The vulnerabilities exist in versions 15.0.3 and later. According to database security firm Application Security, just two of the 12 flaws the company reported to Sybase earlier this year have been truly fixed. Many of the bugs are privilege escalation issues, while others allow attackers to execute arbitrary code. The most serious of the bugs, CR #694649, has a severity rating of 8.3 on a 10.0 scale.
"The two that were properly fixed are CRs 689823 and 691642," explained Josh Shaul, CTO of Application Security, in a blog post. "For the other 10 issues, Sybase made unsuccessful fixes. With very minor modifications to the original proof of concept code [Application Security's TEAMSHATTER] sent to Sybase in our initial vulnerability report, the exploits still work.
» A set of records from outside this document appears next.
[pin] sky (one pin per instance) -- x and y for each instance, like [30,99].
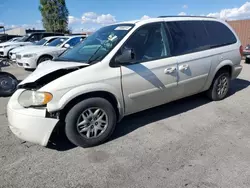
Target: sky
[89,15]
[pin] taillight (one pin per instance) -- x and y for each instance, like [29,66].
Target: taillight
[241,50]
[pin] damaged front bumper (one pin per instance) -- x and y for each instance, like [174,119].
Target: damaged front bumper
[29,124]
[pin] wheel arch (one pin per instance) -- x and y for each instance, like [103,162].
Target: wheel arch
[100,93]
[224,65]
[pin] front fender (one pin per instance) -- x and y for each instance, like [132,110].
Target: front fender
[63,98]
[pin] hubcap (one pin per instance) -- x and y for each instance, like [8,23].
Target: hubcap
[92,123]
[222,86]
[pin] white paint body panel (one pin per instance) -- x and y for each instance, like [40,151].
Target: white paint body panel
[136,87]
[29,124]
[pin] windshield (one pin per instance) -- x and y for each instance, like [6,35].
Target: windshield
[41,42]
[24,38]
[58,41]
[98,45]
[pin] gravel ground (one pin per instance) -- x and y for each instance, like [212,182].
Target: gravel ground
[188,143]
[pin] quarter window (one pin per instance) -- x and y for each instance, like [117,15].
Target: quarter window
[148,42]
[220,34]
[188,37]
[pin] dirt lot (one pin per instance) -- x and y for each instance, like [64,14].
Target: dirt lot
[189,143]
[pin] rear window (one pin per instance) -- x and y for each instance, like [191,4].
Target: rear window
[220,34]
[188,37]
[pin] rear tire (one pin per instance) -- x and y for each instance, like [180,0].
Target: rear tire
[8,84]
[79,122]
[220,86]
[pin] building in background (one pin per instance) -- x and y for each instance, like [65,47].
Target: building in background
[242,28]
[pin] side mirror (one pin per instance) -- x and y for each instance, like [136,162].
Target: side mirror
[66,46]
[127,56]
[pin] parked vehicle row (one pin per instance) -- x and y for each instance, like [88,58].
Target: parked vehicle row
[28,39]
[30,58]
[119,70]
[43,42]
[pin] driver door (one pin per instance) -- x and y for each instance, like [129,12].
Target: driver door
[151,79]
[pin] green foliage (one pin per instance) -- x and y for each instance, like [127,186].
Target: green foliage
[54,15]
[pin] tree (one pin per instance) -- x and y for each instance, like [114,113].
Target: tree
[54,15]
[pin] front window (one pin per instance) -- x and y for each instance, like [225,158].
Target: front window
[58,42]
[41,42]
[95,47]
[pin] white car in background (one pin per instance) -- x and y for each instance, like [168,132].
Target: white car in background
[15,39]
[30,59]
[5,47]
[43,42]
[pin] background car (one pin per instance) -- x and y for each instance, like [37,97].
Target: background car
[30,59]
[246,53]
[28,39]
[43,42]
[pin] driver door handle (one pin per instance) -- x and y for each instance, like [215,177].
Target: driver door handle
[169,70]
[183,67]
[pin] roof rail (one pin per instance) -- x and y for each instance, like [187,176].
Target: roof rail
[185,16]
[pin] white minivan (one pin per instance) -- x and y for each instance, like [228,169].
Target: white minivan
[122,69]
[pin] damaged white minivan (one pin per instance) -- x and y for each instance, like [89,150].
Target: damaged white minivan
[122,69]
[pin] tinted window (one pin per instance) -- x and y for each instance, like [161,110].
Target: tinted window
[188,37]
[35,37]
[74,41]
[58,41]
[219,33]
[41,42]
[47,34]
[148,42]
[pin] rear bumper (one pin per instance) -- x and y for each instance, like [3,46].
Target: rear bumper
[236,70]
[29,124]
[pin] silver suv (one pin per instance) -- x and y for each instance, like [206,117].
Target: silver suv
[122,69]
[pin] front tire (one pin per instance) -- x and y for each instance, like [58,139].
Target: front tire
[220,86]
[90,122]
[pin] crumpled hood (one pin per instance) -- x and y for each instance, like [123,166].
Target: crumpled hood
[48,67]
[42,49]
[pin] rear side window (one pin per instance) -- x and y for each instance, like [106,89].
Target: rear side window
[220,34]
[188,37]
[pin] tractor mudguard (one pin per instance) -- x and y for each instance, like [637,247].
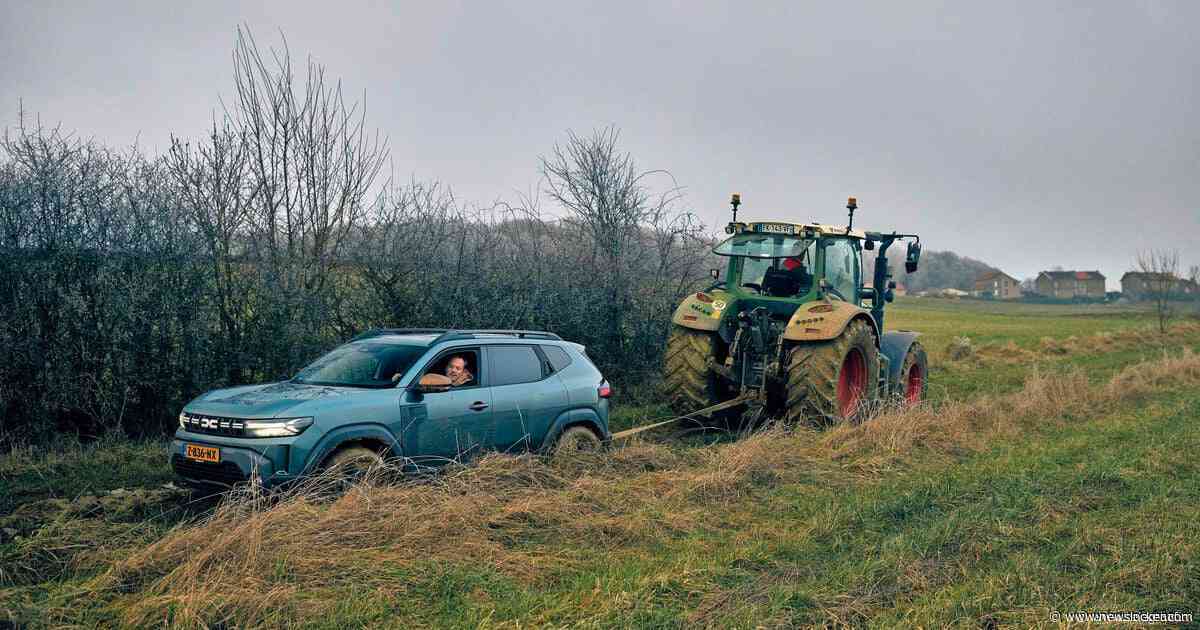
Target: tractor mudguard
[699,315]
[894,346]
[825,319]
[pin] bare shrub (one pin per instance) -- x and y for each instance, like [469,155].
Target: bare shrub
[1161,269]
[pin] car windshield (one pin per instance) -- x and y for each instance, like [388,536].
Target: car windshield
[361,365]
[762,246]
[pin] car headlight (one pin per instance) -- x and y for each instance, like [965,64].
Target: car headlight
[276,427]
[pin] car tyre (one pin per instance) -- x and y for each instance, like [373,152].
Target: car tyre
[577,439]
[351,465]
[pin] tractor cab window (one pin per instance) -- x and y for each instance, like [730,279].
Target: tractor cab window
[762,246]
[780,277]
[841,269]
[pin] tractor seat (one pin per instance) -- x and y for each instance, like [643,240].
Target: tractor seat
[779,283]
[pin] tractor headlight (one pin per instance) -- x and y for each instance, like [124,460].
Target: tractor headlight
[276,427]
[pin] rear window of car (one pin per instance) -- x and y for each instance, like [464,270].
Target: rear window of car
[514,364]
[557,357]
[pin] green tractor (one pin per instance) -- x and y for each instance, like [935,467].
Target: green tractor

It appears that Sybase blocked the specific exploit code we submitted without fixing the underlying vulnerability, and then performed insufficient testing and code review to notice the problem before shipping the patches and publicly disclosing the vulnerability information."
In a follow-up interview, Shaul said that all the vulnerabilities yield full control of ASE. So far, the firm has no evidence either way about whether the vulnerabilities are being actively exploited.
In a statement, Sybase, which was acquired by SAP in 2010, acknowledged the situation and said a new round of fixes are expected to be ready within six weeks.
"SAP takes very seriously any security vulnerability issues from its products," the company said. "Customers will be notified immediately about the vulnerabilities that exist in the various in-market releases of SAP Sybase ASE. It should be noted that the vulnerabilities are protected against any attacks from non-authenticated logins. Currently, there are no reported cases of attacks on these vulnerabilities in SAP Sybase ASE installations at customer sites."
Most of the vulnerabilities require no permissions beyond the ability to log in to Sybase and allow an attacker to take full control over the Sybase server by either assuming the system administrator (SA) role or by loading and running arbitrary Java code, Shaul blogged.
"For the vulnerabilities involving java, there is a workaround," he continued. "Sybase users can disable java in the database. This approach, however, only works for those Sybase systems that have no need for Java. For the vulnerabilities that allow escalation to the SA role, there is unfortunately no workaround."
"In order to protect our customers, TeamSHATTER has released attack signatures to detect exploits of all 12 of these Sybase vulnerabilities using DbProtect," Shaul added. "Users of DbProtect can alert on any attempted exploit in real-time and take automated steps to block the attack and remove the attacker from the system."